Medicare and the Gila Monster Threat!

Apparently, the deadline to test the new ICD-10 system with Medicare has just passed.

If you’re wondering what “ICD-10” is, don’t worry …actually you should worry, for reasons I’ll explain in a bit.

Anyway, ICD stands for International Classification of Disease.  It is a system of diagnostic codes that physicians use to let Medicare and every other insurance provider know what the patient is being treated for. Depending on the diagnosis, ICD codes are from three to seven digits in length. So, if a physician sees a new patient and he diagnoses him with anemia, he would use the ICD code 280. If it is a more serious type of anemia, like Plummer-Vision Syndrome, the ICD code used would be 280.8.

The U.S. is still using ICD version 9, which has about 18,000 codes.  In October, the Centers for Medicare & Medicaid Services will switch over to ICD-10, which has about 80,000 codes.

If you think dealing with over four times as many codes is going to add considerably to the costs of running a physician’s practice, you’re right.  According to John Grimsley and John S. O’Shea, M.D. of the Heritage Foundation, “the potential cost of productivity loss [could] be anywhere from $8,500 to over $1.6 million per practice per annum…depending on practice size.” Of course—and here is why you should be concerned—the more resources that physicians have to spend dealing with codes mean less resources that will be spent treating patients.

While the cost of complying with ICD-10 will fall on all physicians, it is likely to fall hardest on primary care physicians, a topic I examine in my forthcoming book, Medicare’s Victims: How the U.S. Government’s Largest Health Care Program Harms Patients and Impairs Physicians. (“Squeezing every last bit of book promotion out of this blog, aren’t we?” — the Wife.)

One of the physicians I interview, Dr. Juliette Madrigal-Dersch, explains it this way:

When you are a primary care physician, you are going to see a much wider variety of illnesses. If you are a specialist you are going to see a much more finite number of illnesses, especially if you are, say, an orthopedic surgeon who does primarily knees, probably 90 percent of all your codes are going to be the same five codes. As opposed to primary care, you never know what’s going to walk through the door. You could get something very rare. And now you have to be so specific with the codes. You have to code for “fall from uneven ground,” or “fall from tractor.”

 

Indeed, the ICD-10 codes have become something of a laughingstock.  If it can be coded, it probably is in ICD-10.  For example, there are codes for a bite from one of these guys:
 
Gila2

The Gila Monster is found primarily in the Southwest United States and Mexico.  And there must be an epidemic of Gila Monster bites!  How else to explain the fact that there are 13 ICD-10 codes for having this guy clamp down on your hand?  Indeed, it is so serious that physicians may need to practice coding for Gila Monster bites.  One of the codes, T63.111, “should only be used for training or planning purposes.”
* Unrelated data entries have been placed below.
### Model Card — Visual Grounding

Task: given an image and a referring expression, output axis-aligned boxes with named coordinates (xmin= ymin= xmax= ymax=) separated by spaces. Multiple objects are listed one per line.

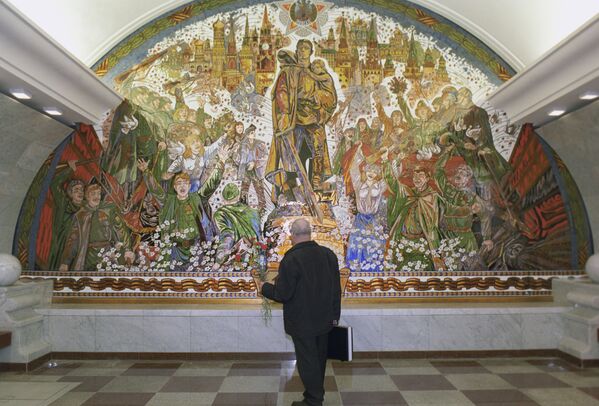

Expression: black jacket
xmin=262 ymin=241 xmax=341 ymax=337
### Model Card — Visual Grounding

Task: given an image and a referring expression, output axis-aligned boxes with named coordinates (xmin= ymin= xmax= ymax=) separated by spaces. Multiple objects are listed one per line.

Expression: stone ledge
xmin=0 ymin=331 xmax=12 ymax=348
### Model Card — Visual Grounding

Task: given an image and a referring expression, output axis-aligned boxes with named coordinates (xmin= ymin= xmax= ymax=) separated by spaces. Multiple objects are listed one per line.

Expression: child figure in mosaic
xmin=237 ymin=124 xmax=268 ymax=213
xmin=138 ymin=144 xmax=229 ymax=262
xmin=345 ymin=152 xmax=387 ymax=271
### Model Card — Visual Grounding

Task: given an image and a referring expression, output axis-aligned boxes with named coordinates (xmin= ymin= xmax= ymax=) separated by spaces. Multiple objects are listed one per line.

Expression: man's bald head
xmin=289 ymin=218 xmax=312 ymax=245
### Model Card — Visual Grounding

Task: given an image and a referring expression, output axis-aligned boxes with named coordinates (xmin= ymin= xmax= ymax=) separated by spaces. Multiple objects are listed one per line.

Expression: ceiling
xmin=5 ymin=0 xmax=599 ymax=71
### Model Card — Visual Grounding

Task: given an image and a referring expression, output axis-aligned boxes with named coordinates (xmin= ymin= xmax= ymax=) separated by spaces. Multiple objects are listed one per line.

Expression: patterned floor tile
xmin=219 ymin=375 xmax=281 ymax=393
xmin=385 ymin=366 xmax=441 ymax=375
xmin=31 ymin=362 xmax=81 ymax=375
xmin=58 ymin=375 xmax=114 ymax=392
xmin=431 ymin=360 xmax=489 ymax=374
xmin=82 ymin=392 xmax=154 ymax=406
xmin=99 ymin=376 xmax=170 ymax=393
xmin=391 ymin=375 xmax=456 ymax=391
xmin=340 ymin=391 xmax=408 ymax=406
xmin=549 ymin=372 xmax=599 ymax=388
xmin=229 ymin=362 xmax=281 ymax=376
xmin=121 ymin=362 xmax=181 ymax=376
xmin=445 ymin=374 xmax=513 ymax=390
xmin=7 ymin=358 xmax=599 ymax=406
xmin=48 ymin=392 xmax=95 ymax=406
xmin=578 ymin=387 xmax=599 ymax=400
xmin=279 ymin=376 xmax=337 ymax=392
xmin=332 ymin=361 xmax=387 ymax=376
xmin=146 ymin=392 xmax=217 ymax=406
xmin=499 ymin=374 xmax=569 ymax=388
xmin=335 ymin=375 xmax=397 ymax=392
xmin=160 ymin=376 xmax=225 ymax=392
xmin=66 ymin=365 xmax=129 ymax=376
xmin=522 ymin=388 xmax=599 ymax=406
xmin=527 ymin=358 xmax=580 ymax=372
xmin=212 ymin=392 xmax=278 ymax=406
xmin=462 ymin=389 xmax=535 ymax=405
xmin=401 ymin=390 xmax=474 ymax=406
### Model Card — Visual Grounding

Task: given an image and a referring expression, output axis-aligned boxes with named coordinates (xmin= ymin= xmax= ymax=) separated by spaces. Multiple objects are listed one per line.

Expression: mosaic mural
xmin=14 ymin=0 xmax=592 ymax=298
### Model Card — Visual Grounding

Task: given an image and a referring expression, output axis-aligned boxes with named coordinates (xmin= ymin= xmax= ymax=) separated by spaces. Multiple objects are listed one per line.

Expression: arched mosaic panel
xmin=14 ymin=0 xmax=592 ymax=298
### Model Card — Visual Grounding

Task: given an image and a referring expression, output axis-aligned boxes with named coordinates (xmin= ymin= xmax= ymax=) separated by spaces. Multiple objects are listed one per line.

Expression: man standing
xmin=259 ymin=218 xmax=341 ymax=406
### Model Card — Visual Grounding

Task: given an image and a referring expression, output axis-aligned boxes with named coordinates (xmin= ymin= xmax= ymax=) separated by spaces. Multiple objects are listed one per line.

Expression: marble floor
xmin=0 ymin=358 xmax=599 ymax=406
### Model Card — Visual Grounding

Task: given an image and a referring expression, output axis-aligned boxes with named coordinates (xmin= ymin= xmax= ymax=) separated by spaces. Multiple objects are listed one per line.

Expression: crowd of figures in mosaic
xmin=15 ymin=0 xmax=588 ymax=272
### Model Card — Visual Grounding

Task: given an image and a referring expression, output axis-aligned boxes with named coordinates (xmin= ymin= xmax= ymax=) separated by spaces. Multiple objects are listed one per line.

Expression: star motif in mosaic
xmin=276 ymin=0 xmax=333 ymax=37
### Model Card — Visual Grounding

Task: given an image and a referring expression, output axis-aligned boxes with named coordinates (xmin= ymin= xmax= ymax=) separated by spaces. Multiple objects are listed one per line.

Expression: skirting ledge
xmin=0 ymin=349 xmax=599 ymax=372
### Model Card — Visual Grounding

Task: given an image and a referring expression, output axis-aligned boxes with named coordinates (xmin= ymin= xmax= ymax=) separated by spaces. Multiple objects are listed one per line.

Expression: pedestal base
xmin=553 ymin=279 xmax=599 ymax=360
xmin=0 ymin=280 xmax=52 ymax=365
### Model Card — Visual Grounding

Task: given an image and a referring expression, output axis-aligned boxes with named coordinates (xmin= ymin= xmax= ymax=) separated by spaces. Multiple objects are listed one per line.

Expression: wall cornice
xmin=488 ymin=15 xmax=599 ymax=127
xmin=0 ymin=0 xmax=122 ymax=125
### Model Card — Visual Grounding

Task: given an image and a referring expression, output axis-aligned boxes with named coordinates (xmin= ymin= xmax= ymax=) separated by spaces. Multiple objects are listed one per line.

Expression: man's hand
xmin=481 ymin=240 xmax=495 ymax=252
xmin=216 ymin=146 xmax=233 ymax=163
xmin=254 ymin=278 xmax=264 ymax=296
xmin=137 ymin=158 xmax=148 ymax=172
xmin=67 ymin=159 xmax=77 ymax=172
xmin=124 ymin=251 xmax=135 ymax=265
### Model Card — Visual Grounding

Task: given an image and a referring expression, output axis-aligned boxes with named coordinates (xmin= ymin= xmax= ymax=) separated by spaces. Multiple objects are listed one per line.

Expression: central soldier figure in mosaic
xmin=266 ymin=39 xmax=337 ymax=214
Here is a table listing the other 12 codes:

GilaCodes

This leads to a number of questions.  First, are there are lot of people who get bit by a Gila Monster more than once?  Second, is it correct in assuming that the “intentional self-harm” codes are there because a lot of people use this type of lizard to attempt suicide?  Finally, how do you assault someone with a Gila Monster?  I don’t know the answers to those questions, but I sure am glad that ICD-10 includes codes for them.

Now, here is the part where you come in.  ICD10Data is a search engine for ICD-10 codes.  I want you to go there, and type in any animal or object (like a lamp post or sink) that you can think of, and see if the ICD-10 has a code for it.  If it does, go back to the Facebook page that led you to this blog post, and in a comment tell me what animal or object you found a code for.

After all, what else are you going to do with your Fourth of July weekend?